Algo que me tem surpreendido na cobertura mediática do que se passa em França é ver quase sempre o mesmo sindicato de polícia com elementos próximos da extrema-direita a intervir nas diferentes televisões, que utiliza comunicados incendiários como o facto de os polícias estarem «em combate» contra as «pragas» pois estão «em guerra», pedindo que se «imponha» a calma a essa «horda selvagem». Também me surpreende o facto de quase não ter visto jovens dos ditos «bairros difíceis» a intervir nos meios de comunicação social. Aquando das revoltas urbanas em 2005 criou-se o Bondy Blog, meio de comunicação em linha, para dar a palavra aos habitantes dos «bairros populares», e, quase vinte anos depois, a sua missão é ainda mais necessária pois como poderemos ousar a empatia sem conhecer o quotidiano de quem quase só nos é dado a entrever pelas más razões?

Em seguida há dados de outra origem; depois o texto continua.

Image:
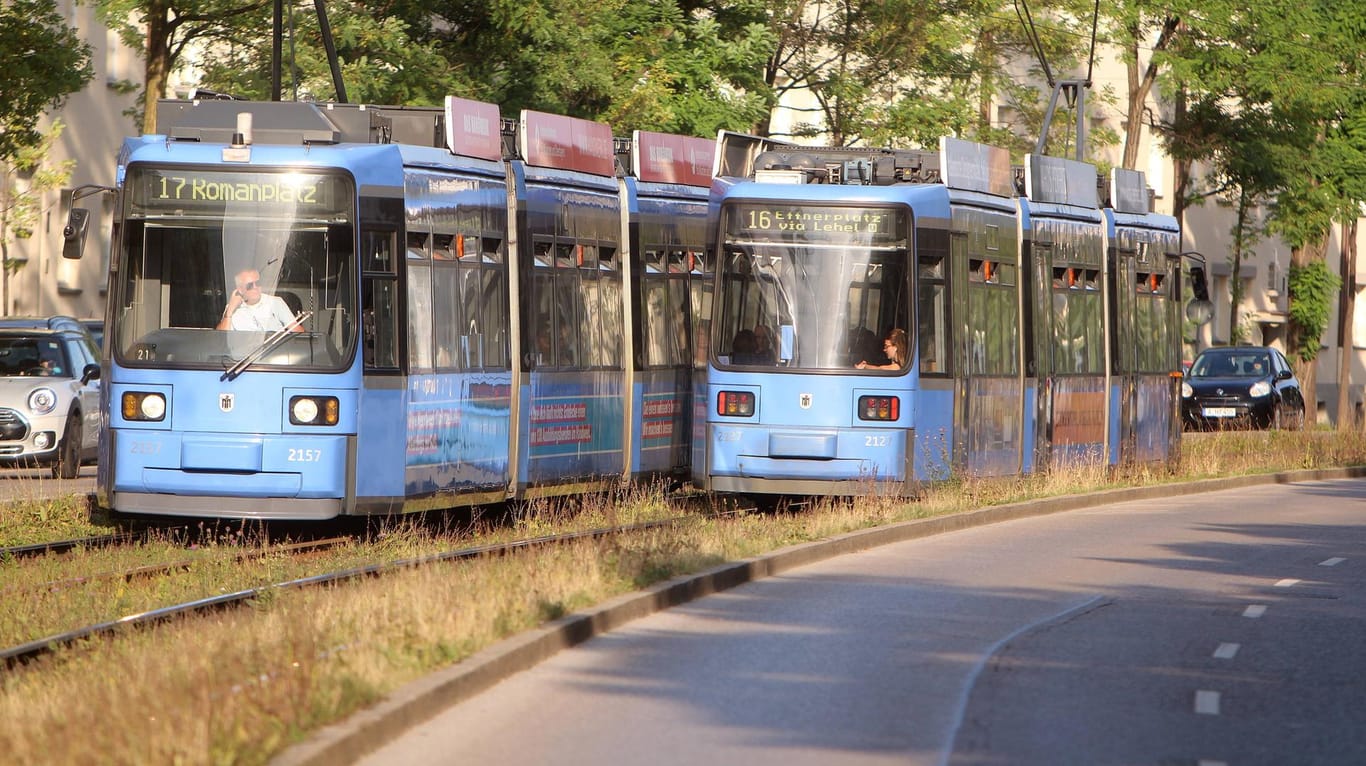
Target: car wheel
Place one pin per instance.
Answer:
(68, 454)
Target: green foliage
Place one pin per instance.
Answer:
(43, 62)
(1313, 290)
(23, 180)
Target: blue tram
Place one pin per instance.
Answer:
(321, 310)
(932, 314)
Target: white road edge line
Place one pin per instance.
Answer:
(1227, 650)
(1206, 702)
(960, 709)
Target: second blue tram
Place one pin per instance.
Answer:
(999, 281)
(456, 306)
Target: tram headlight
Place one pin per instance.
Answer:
(314, 410)
(43, 400)
(142, 406)
(735, 403)
(879, 407)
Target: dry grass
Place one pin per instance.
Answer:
(238, 687)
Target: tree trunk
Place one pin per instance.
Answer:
(1346, 316)
(157, 64)
(1235, 279)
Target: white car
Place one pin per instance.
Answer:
(49, 398)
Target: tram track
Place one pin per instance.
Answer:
(29, 651)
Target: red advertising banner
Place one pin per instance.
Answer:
(473, 129)
(661, 157)
(568, 144)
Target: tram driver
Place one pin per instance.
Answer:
(252, 309)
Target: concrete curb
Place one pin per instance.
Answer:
(366, 731)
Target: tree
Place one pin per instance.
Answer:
(23, 183)
(43, 62)
(164, 30)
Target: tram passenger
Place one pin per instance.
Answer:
(743, 348)
(764, 351)
(895, 347)
(252, 309)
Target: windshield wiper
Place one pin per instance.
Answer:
(267, 346)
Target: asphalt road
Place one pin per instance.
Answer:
(1221, 628)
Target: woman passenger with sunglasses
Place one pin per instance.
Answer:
(894, 346)
(250, 309)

Isto é ainda mais importante quando os jornalistas de Le Journal du Dimanche estão em greve - o jornal já não sai há dois fins-de-semana - desde que se soube que o seu novo proprietário quer impor como director, Geoffroy Lejeune, alguém conhecido pelas suas posições de extrema-direita.
Há que ter um debate nacional sobre a desigualdade de oportunidades e de como isso corrói uma sociedade. É bom, mas também sintomático, que, em França, as pessoas se possam candidatar sem divulgar o seu nome ou a sua imagem para não serem vítimas de discriminação no acesso ao emprego. Só numa fase posterior da selecção é que se saberá quem é o real candidato.
Além disso, o Conselho da Europa já alertou as autoridades francesas para a necessidade de combater e prevenir a utilização de perfis étnicos, que se declina, por exemplo, nos controlos de identidade discriminatórios em que é vinte vezes mais provável que quem pareça árabe, magrebino ou negro, seja controlado comparativamente à população geral nas mesmas circunstâncias.
Nada justifica a violência e esta deve cessar. O que se resolve com um ataque contra o domicílio de um presidente de câmara, com vandalismo, com a despropositada morte de um bombeiro? Ouçamos a avó de Nahel no seu apelo para que se instale a calma: «são as mães que apanham os autocarros, são as mães que andam na rua». Protegendo as mães, protegemos a nossa República.
O rapper Rohff lembra que estas não são apenas as nossas crianças mas também as da República, e acrescento que a República não as pode enjeitar.